Minnesota and family history heaven
Back at Winneconne with my homestay hosts, the Stoinskis, we go to a local restaurant and bar for Wisconsin’s traditional Friday fish, and early the next morning they farewell me as my return journey to New Zealand begins. I couldn’t have wished for better hosts.
|The Stoinskis of Winneconne, Wisconsin|
Today I’m driving to Minnesota, the state of 10,000 lakes. Its twelve years since I was in Minnesota, briefly, with no time to meet any of the many name-sakes that live in the state.
As I drive the back roads to Minneapolis the dairy scenery is a lot like home, but I notice two differences; here I see big red barns everywhere to house the animals during the bitter winters and there is more cropping to provide food when the grass stops growing. By comparison, the grass on New Zealand’s dairy lands grows 10-11 months of the year and slows a little for another two or three.
At St Paul I stop to call my cousin, Jerry (seven generations removed) and he gives me directions to Prior Lake, and says it will take another 45 minutes. The twin cities cover a vast area and maybe the lakes and parks have a lot to do with that. I like it here.
|Blakeborough brothers and cousins at Prior Lake|
The GPS takes me right to the door and Jerry and Videl come out to meet me. It’s a warm welcome to their lovely home in a park-like setting. We are family, but not family, with all those generations separating us. I wonder if we will find things that we have in common. We do.
They met my sister Joan several years ago, and they know about my late brother Don and his family tree. They are in the tree. But there is more.
They have a good knowledge of the Minnesota Blakeboroughs and their ancestors back to 1830 and Topcliffe, England. And in New Zealand we have a family tree that goes back to the same place and further. The Minnesota Blakeboroughs and the New Zealand Blakeboroughs are all descended from Jonathan and Mary Blakebrough who married at Skipton, Yorkshire about 1740 and had eight children. Jonathan was born at Bolton in 1719.
|An example of several restored trucks and tractors in|
Blakeborough family collections
Jerry and Videl have been big international travelers and for many years owned a motor-home and traveled extensively in North America. I tell them about my travels and my motor-home.
Before retiring, Jerry worked in transport as a driver and manager, just like me, just like Jerry’s father and grandfather, and many other Blakeboroughs elsewhere. There is also a history of family dairying both in Minnesota and in New Zealand.
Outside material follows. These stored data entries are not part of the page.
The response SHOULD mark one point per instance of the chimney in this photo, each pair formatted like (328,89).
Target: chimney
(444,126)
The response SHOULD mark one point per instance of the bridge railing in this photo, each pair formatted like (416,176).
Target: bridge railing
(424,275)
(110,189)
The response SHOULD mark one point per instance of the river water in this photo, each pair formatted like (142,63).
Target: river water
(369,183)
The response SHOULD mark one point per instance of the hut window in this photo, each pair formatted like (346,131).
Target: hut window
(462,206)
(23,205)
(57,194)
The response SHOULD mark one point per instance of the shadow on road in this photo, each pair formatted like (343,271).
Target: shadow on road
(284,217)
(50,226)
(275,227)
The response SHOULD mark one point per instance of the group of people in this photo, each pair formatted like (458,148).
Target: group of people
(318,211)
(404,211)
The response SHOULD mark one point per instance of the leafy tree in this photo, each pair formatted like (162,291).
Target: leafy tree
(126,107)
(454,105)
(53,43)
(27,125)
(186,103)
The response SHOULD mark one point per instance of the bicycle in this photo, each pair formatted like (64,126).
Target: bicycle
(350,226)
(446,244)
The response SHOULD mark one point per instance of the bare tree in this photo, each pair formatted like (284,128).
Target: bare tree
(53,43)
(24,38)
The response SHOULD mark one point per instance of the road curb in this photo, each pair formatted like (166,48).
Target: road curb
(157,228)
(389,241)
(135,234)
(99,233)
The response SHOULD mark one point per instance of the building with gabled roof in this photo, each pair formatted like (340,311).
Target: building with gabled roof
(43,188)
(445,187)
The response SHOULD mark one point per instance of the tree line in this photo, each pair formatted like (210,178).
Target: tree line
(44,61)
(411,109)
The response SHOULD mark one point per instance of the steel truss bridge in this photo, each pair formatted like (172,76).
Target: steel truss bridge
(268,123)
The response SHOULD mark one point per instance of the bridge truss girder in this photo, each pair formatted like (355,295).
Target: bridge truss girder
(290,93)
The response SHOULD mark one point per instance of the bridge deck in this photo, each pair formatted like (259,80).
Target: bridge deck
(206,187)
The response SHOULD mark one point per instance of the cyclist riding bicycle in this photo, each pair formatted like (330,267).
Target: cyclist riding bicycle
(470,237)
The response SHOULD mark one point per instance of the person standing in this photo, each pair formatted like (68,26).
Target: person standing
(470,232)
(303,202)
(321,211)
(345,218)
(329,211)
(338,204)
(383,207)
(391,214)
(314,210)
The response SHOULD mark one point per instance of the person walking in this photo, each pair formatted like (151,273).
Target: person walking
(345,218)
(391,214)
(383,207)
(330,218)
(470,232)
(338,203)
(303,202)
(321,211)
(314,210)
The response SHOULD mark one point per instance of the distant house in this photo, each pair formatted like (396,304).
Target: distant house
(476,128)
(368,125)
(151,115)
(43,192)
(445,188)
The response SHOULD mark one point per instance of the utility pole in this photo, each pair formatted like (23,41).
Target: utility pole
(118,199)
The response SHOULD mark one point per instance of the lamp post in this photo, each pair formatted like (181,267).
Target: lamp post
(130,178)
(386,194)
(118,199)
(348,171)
It’s time to meet the rest of the family. We pile into Jerry’s auto and start a grand tour of Blakeborough houses. At 74, Jerry still drives like a professional. It’s in the blood.
We visit brothers, children, cousins, including some from Wisconsin. Something else strikes me; even though we are separated by three centuries, seven generations, and different cultures and nationalities, some of us have the same appearance and mannerisms. It’s uncanny.
|The resting place of the first two Blakeboroughs to reach |
Minnesota in the mid-1800's
On Saturday night a crowd of relatives arrive for dinner, and on Sunday there’s another crowd at Debra and Kent’s house for lunch. We pour over photos and Don’s Blakeborough Family Tree. We’re in family history heaven and I regret that I must leave again on Monday morning.
I’m eight days and ten states away from my flight from LAX to New Zealand.